Sometimes I see people on the DuoLingo forums say that they ultimately want to become fluent in the language they're studying. That strikes me as a lofty ambition.

For someone living in the country of the language they're learning, fluency as a goal makes sense, and in my opinion is probably achievable. Most language learners and teachers agree that the best way to become fluent is to immerse oneself in the language, and the best way to do that is by living in a country where it's spoken.

For someone not living in a country where their language is spoken, fluency must surely be much harder to achieve. Independent study, including reading and watching television programmes in the target language, can increase proficiency (I can't imagine there's such a thing as bad exposure to a language) but ultimately the way to fluency is to hear native speakers.
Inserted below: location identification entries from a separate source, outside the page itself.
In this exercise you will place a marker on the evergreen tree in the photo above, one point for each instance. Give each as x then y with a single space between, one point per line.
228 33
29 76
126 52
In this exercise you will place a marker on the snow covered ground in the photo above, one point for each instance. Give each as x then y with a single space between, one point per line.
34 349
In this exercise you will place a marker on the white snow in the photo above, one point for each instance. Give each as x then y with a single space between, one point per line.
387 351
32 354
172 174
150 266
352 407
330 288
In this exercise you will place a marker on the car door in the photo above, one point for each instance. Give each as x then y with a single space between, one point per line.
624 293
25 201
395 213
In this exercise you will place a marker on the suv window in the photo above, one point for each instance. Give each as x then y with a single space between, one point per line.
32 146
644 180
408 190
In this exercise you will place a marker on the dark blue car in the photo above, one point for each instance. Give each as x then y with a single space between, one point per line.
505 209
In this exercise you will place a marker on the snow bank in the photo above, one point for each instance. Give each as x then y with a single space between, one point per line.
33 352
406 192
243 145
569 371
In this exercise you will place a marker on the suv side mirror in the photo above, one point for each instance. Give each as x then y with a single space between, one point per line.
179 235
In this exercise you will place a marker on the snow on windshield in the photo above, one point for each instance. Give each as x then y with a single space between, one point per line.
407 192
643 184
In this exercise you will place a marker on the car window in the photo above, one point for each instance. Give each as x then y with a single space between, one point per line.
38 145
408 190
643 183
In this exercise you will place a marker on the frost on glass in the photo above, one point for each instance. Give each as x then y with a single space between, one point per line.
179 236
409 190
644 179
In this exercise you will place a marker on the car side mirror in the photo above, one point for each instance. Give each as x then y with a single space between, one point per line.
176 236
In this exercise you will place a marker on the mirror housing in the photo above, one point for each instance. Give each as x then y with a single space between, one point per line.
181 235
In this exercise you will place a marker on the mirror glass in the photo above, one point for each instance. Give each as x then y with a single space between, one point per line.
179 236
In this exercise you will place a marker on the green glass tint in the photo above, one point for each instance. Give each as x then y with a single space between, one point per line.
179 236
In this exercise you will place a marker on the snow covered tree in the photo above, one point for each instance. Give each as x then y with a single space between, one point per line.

Language, after all, is defined by its use as much as its rules. Language learning with no exposure to its actual use can, however, lead to the sort of hilarity found in the classic English As She Is Spoke.

I think goals need to be achievable and realistic in order to avoid discouragement. It's better to set a low bar, reach it, and then move on to the next target with a sense of acheivement than to reach too high and become discouraged at an apparent lack of success.

My goal with Welsh is definitely not to become fluent. Not at the moment, anyway. I don't think I'd stand a chance without being surrounded by Welsh speakers and using it every day. My aim is simply to be good enough to understand all the Welsh signs when I'm visiting Wales, to be able to conduct a simple transaction in a shop (actually I'm not that far off, if all I want is a coffee!) and to be able to read novels aimed at learners.